RODB never tries to guess any data type or magically convert any data. This means for example that every value extracted from a CSV file is a string by default, even if the column only contains digits. To get a number, you would need to apply an integer or float parser to the column.

The parsers are used by the input (data) and output (user inputs) layers.

Example:

parsers:
  - name: booleanYesNo
    type: boolean
    falseValues: ["No", "NO", "no"]
    trueValues: ["Yes", "YES", "yes"]
  - name: integerWithCommas
    type: integer
    ignoreCharacters: ","
  - name: shiftJisString
    type: string
    convertFromCharset: "Shift_JIS"

Integer

parsers[type = “integer”]

Type: Object

Parses a string value to a 64-bytes integer.

Default instance:

A default instance of this parser is already automatically created as such:

name: integer
type: integer
ignoreCharacters: ""

Examples:

name: formattedInteger
type: integer
ignoreCharacters: ", "
name: currencyInteger
type: integer
ignoreCharacters: "€$¥"

Properties:

name

parsers[type = “integer”].name

Type: String

The name of this parser, which any other component will use to refer to it.

type

parsers[type = “integer”].type

Must have the value: "integer"

ignoreCharacters (optional)

parsers[type = “integer”].ignoreCharacters

Type: String

Default value: ""

This is a list of unicode characters, as a string. All the characters in this string will be stripped from the value before parsing it to an integer. This is useful for example to parse formatted numbers to an integer.

Float

parsers[type = “float”]

Type: Object

Parses a string value to a 64-bytes floating-point number.

Default instance:

A default instance of this parser is already automatically created as such:

name: float
type: float
decimalSeparator: "."
ignoreCharacters: ""

Examples:

name: formattedFloat
type: float
decimalSeparator: "."
ignoreCharacters: ","
name: currencyFloat
type: float
decimalSeparator: "."
ignoreCharacters: "€$¥"

Properties:

name

parsers[type = “float”].name

Type: String

The name of this parser, which any other component will use to refer to it.

type

parsers[type = “float”].type

Must have the value: "float"

decimalSeparator

parsers[type = “float”].decimalSeparator

Type: String

This is the character sequence that is used in the value to separate the integer part from the fractional part.

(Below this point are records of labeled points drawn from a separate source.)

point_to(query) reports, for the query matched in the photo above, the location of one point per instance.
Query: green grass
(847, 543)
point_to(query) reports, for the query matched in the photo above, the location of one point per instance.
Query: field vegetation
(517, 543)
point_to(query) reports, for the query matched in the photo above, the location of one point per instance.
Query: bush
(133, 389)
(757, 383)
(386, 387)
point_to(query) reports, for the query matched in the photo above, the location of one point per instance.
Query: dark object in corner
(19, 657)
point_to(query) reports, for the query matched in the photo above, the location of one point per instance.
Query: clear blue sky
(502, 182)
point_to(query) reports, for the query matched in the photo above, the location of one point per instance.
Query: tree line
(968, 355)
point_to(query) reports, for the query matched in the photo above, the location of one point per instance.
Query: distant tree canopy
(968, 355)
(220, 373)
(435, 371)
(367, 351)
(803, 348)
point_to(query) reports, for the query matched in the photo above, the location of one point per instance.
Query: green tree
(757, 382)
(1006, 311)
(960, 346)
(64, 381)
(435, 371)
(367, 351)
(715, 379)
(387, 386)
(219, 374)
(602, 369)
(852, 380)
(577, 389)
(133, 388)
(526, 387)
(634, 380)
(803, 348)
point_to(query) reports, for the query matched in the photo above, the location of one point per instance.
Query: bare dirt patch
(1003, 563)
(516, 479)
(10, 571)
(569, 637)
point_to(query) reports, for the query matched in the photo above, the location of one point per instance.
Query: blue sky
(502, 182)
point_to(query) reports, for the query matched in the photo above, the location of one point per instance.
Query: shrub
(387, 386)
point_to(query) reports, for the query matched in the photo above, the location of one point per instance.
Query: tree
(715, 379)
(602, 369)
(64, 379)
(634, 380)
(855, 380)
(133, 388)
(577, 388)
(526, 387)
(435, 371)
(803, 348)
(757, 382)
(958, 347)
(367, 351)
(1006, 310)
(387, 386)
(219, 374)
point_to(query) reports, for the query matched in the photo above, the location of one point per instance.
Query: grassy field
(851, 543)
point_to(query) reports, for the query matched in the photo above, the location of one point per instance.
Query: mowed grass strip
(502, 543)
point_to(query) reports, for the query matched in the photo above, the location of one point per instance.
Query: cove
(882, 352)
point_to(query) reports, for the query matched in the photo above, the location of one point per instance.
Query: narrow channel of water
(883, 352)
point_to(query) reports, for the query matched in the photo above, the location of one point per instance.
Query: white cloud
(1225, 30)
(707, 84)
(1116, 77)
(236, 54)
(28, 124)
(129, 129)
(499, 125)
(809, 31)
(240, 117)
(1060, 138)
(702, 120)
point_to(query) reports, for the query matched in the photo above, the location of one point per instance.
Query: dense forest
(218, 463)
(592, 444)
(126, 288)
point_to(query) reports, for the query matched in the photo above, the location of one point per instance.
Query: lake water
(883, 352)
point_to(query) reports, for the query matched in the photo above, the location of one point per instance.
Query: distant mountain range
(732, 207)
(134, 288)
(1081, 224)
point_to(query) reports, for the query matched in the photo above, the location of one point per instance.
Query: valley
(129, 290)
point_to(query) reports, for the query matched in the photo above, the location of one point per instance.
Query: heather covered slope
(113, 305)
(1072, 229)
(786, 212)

ignoreCharacters (optional)

parsers[type = “float”].ignoreCharacters

Type: String

Default value: ""

This is a list of unicode characters, as a string. All the characters in this string will be stripped from the value before parsing it to an integer. This is useful for example to parse formatted numbers to an integer.

Boolean

parsers[type = “boolean”]

Type: Object

Converts a string value to a boolean, according to the configured values. RODB will output an error if it encounters a value that is neither defined in trueValues or falseValues.

Default instance:

A default instance of this parser is already automatically created as such:

name: boolean
type: boolean
trueValues:  ["true", "1", "TRUE"]
falseValues: ["false", "0", "FALSE"]

Examples:

name: booleanYesNo
type: boolean
falseValues: ["No", "NO", "no"]
trueValues: ["Yes", "YES", "yes"]
name: booleanZeroOne
type: boolean
trueValues: ["1"]
falseValues: ["0"]

Properties:

name

parsers[type = “boolean”].name

Type: String

The name of this parser, which any other component will use to refer to it.

type

parsers[type = “boolean”].type

Must have the value: "boolean"

trueValues

parsers[type = “boolean”].trueValues

Type: Array of String. Empty array not allowed.

This is a list of values that will be converted to ‘true’.

Items of the array

parsers[type = “boolean”].trueValues[]

Type: String

falseValues

parsers[type = “boolean”].falseValues

Type: Array of String. Empty array not allowed.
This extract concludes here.